Now, I eat, sleep, recover, run when I want, pick new goals when I want. The color of the pink mohawk will fade, will change and I will have a new opportunity for fun self expression. Right now I enjoy it for what it is and I will welcome it when it is time for something new.

Meat, its what's for dinner


Eat one of these and call me in the morning.

I started reading a book called The Butcher and The Vegetarian and had a realization. The author was talking about her symptoms of fatigue and inability to lose weight no matter what she did. She was a life long vegetarian and the solution: Eat Meat. The book is delightful thus far but it also made me  realize that I had been forgetting something very essential to my own success. I was writing a post on my other blog but I think the portion that follows really fits here as well...

From the delicious journey:

For the last few months of training and life, I have been working incredibly hard. I have run numerous 100+ mile weeks, ate healthy, been smart and on top of things. And yet, I have not really been feeling good.
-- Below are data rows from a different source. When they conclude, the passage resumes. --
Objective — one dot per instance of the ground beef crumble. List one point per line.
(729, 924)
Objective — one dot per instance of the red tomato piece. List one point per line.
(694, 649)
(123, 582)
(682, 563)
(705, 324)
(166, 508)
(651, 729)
If anything, I feel like I am back to where I was in the twilight days of my veganism. Training hard, eating healthfully and tired as a corpse and not seeing results that my training and diet would indicate. I realized then that I needed to start eating meat again. I did, I felt better. Wahoo. Problem gone! Energy returned. Training gains achieved. I have the type of constitution that thrives off a diet consisting of fruits, vegetables and meats (and fats) and all parts of that are necessary for me.

But somewhere over the past year, I started eating less meat again. I would eat meat when dining out or special occasions, but slowly and surely meat dropped out of my diet for the most part until I was having it only 2-3 days a week. And lo and behold, for the last few months (since November) I have been feeling like dirt. My energy is low, my body composition is not changing (for the better) and my training gains appear lack luster. Today I realized that in an effort to work towards my training goals that I have been more strict about my diet during the week and basically eliminated meat during the week. My logic was poor on this choice as somehow I decided that regular meat consumption just meant added calories to my diet, when the fact of the matter is, I eat less when I eat meat (because I am satisfied) and that is just plain dumb anyways. I eat meat on the weekends or if I dine out, but in comparison to my needs from training, it is not enough, especially in the last month. I don't think I need a lot, but I need to have a modest portion on a nearly daily basis. If that means I need to swap out something else to make room on my plate, so be it. It WILL make a huge difference. No wonder I feel so good at the beginning of the week and crap by the weekend, I have eat meat on the weekends and not during the week. Thus, I need to eat meat and be good about including it in my diet.

For those of you who aren't familiar, I was a vegan in addition to being gluten free but ended up in really poor health. I discuss this topic in previous blog postings on my food website Fast Foodie cooks, this post and this post discusses the above further. And I think they illustrate that I have not and do not make the above statements in an unconsidered way.